One of the most controversial writers in the past ten years has been Robert Kiyosaki, the author of Rich Dad, Poor Dad. Mr. Kiyosaki has said the things that everyone wanted to know but was afraid to ask; how are rich people different from poor people? He has written over 15 books about practicing techniques that wealty people use to acquire wealth through real estate, minimize taxes, and build businesses.
His first book, Rich Dad, Poor Dad, is most likely a piece of factional fiction (or fictional faction) about two different but influential personalities in his life. I am somewhat disappointed in the way he "slams" his biological father. He portrays him to be a man who really never "got it" when it comes to getting rich and implies that for all his education he wasn't all that "smart". His biological father rose to the office of Superintendent of Schools in the State of Hawaii; I'd call that a pretty talented individual who worked hard to provide for his family. I think Mr. Kiyosaki could have shown that "hero" a bit more respect in his writing.
His "Rich Dad", the father of a childhood friend, taught him and his friend some of the secrets to wealth.
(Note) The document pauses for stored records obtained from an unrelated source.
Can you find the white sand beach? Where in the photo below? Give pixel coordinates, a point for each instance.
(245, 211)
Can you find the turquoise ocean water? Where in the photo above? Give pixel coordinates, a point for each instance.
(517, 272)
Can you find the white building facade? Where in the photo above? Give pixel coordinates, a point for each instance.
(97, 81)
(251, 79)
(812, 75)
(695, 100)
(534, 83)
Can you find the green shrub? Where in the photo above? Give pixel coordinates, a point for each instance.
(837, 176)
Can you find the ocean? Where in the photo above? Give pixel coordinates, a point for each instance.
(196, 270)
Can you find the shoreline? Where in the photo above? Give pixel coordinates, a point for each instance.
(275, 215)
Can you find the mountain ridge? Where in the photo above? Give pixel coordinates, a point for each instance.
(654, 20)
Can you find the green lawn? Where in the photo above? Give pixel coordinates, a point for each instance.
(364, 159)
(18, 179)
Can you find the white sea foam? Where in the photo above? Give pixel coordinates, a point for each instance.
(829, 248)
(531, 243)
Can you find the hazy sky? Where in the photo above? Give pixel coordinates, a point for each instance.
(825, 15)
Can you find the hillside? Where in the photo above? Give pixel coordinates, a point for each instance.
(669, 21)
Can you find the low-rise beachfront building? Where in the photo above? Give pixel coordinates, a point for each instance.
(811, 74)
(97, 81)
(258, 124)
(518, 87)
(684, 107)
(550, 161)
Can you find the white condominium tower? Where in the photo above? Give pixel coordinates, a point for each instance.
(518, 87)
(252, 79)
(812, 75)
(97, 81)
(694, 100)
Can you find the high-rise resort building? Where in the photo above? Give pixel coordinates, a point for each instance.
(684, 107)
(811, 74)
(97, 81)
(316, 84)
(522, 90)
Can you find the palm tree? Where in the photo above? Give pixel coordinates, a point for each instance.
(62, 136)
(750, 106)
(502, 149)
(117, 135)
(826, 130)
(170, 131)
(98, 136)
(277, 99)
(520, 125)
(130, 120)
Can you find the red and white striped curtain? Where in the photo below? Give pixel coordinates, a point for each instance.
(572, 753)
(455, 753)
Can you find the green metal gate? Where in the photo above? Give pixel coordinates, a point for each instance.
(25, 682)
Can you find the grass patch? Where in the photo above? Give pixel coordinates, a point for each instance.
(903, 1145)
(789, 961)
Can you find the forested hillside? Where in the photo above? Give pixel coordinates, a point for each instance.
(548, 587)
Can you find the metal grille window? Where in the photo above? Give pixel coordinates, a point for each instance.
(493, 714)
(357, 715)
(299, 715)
His basic rules were to build businesses through "systems", minimize taxes through incorporating and investing in real estate, and pursuing entrepreneurial ventures. Al of these are excellent strategies to gather wealth. While his storytelling gets the messages across extremely well, I feel that Mr. Kiyosaki trivializes the challenges of all three rules and makes them sound a whole lot easier than they are.
One of his books that really intrigued me was his second, Cash Flow Quadrant. He essentially breaks down the the way we earn money. The book outlines the importance of paying yourself first (before the gov't) and the difference between good debt and bad debt. Good debt is money you borrow to acquire or grow appreciating assets (mortgages or busines loans) while bad debt is associated with depreciating or no assets.
Cash Flow Quadrant also takes you through the four stages of earning money. I feel that the best lesson from this book is that the WORST place to be is self-employed. I also believe that this book influenced a generation of Realtors to think of their practice as a business" and contributed to the meteoric rise of "teams" in real estate these past ten years.
I met Mr. Kiyosaki in Phoenix (when I lived there) in 1999. I found him engaging, committed, funny, and positive. There have been many claims that his advice is recycled platitudes about money. There have been questions about the veracity of his wealth claims. Critics claim that his success came from MLM and selling books to MLM wannabes. Critics also claim the his claims about his personal net-worth are inflated and unverified. A cult-like following has developed from his readers and it is difficult to have a discussion with "true believers"about any criticism
In summary, Mr. Kiyosaki's books and articles are good reads with useful information. Like everything you read about "instant financial success" you should take them with a grain of salt. Nonetheless, his simple approach of telling the truth about the naivete of the common man combined with his positive attitude to equality of opportunity makes his books worthy. His success in business is immaterial to the fact that he has made a tremendous impact on the lives of many through education. Kind of like his Poor Dad did.
You definitely want to check out his books at the public library and will want a few for his personal library.